A weakness in Android, one that’s likely also found in other leading operating systems, allows an attacker to infer what’s happening on a victim’s user interface and launch an appropriate secondary attack resulting in data loss.

Researchers from the University of Michigan and the University of California at Riverside presented their attack on Friday during the USENIX Security Symposium. The researchers developed an application that would have to be running in the background on the affected device that hijacks the UI state. They were able to measure state changes in the UI via a shared memory side channel and determine with better than 90 percent accuracy in some cases what activity the users were undertaking, and launch a second attack that could steal sensitive inputs such as log-in credentials or photographs of personal checks and signatures used on banking applications.

The researchers tested seven popular Android applications, including Gmail, Amazon, H&R Block and accurately predict the current UI state. In other words, if the user was presented with a log-in window, their malicious app would launch a phishing window of its own and capture the user’s credentials.

“UI state is defined as a mostly consistent user interface shown in the window level, reflecting a specific piece of program functionality,” researchers Qi Alfred Chen, Zhiyun Qian, Z. Morley Mao wrote in their paper: “Peeking into Your App without Actually Seeing It: UI State Inference and Novel Android Attacks.” “Thus, we call our attack UI state inference attack. In this attack, an attacker first builds a UI state machine based on UI state signatures constructed offline, and then infers UI states in real time from an unprivileged background app.”

While the researchers tested their attack only on Android, they wrote in their paper that the same shared memory mechanism being exploited here is also present in window managers present in Microsoft Windows, Mac OS X and iOS.
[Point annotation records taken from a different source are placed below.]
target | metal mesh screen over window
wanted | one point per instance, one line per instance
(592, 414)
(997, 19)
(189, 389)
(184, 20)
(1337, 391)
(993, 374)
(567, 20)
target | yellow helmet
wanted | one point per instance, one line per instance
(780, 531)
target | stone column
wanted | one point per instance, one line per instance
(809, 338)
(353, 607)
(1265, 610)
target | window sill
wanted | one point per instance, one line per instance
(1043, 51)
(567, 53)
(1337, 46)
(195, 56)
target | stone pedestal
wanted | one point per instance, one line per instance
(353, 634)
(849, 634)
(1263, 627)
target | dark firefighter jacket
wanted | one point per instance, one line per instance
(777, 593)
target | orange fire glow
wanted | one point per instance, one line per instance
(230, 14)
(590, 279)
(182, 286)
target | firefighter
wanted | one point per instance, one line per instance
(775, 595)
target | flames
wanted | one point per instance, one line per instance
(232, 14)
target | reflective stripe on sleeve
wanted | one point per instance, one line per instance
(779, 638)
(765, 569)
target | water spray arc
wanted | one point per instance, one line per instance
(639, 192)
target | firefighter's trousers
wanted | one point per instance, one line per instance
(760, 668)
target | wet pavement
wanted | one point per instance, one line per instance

“This side channel exists because shared memory is commonly adopted by window managers to efficiently receive window changes or updates from running applications,” the researchers wrote, adding that they observe UI state changes through shared virtual memory that’s used to detect window events in target applications.

“Since the window manager property we exploit has no obvious vulnerabilities in either design or implementation, it is non-trivial to construct defense solutions,” the researchers wrote. The window manager interacts with apps such as Gmail and the others tested to draw the final pixels to the frame buffer, which is the final display, the paper explains.
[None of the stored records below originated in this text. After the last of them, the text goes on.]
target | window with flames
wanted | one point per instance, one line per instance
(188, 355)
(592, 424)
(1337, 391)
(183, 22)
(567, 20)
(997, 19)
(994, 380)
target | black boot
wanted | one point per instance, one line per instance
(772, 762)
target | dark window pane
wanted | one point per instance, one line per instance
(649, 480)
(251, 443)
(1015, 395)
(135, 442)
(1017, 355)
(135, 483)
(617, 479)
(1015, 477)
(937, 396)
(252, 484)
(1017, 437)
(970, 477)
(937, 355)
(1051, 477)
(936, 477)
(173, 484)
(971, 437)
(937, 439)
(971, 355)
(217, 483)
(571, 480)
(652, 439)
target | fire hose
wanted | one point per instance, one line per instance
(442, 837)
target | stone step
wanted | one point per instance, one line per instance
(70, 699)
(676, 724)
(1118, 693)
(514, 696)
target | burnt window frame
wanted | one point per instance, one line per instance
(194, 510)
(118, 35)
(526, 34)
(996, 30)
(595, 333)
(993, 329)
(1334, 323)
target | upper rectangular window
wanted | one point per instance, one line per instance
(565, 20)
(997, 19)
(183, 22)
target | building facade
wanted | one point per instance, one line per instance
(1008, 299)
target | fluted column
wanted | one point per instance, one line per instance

“Unlike its predecessors, which allow individual applications to draw to the frame buffer directly, a compositing window manager requires applications to draw the window content to off-screen buffers first, and use a dedicated window compositor process to combine them into a final image, which is then drawn to the frame buffer,” the researchers wrote.
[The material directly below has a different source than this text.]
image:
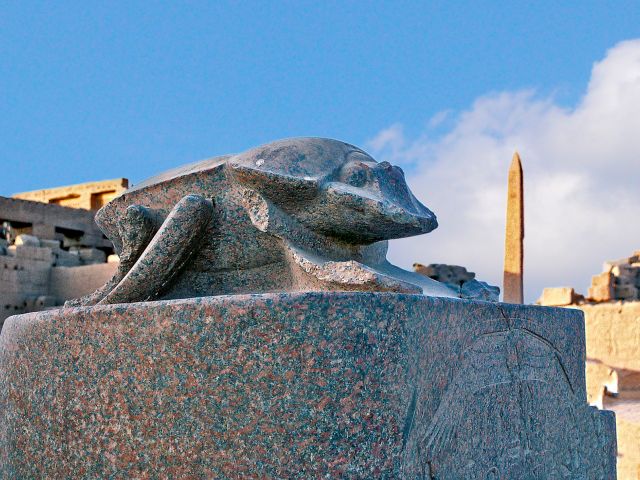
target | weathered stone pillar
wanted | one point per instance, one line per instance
(514, 235)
The researchers’ malicious app needs only permission to reach out to the Internet to work. Of the apps tested, the researchers were able to accurately infer activity on the application 92 percent of the time for Gmail and H&R Block, while Amazon was at the low end at 48 percent. Amazon’s low accuracy, the researchers wrote, was because certain features of the application were not distinct enough for proper detection and measurement by their method.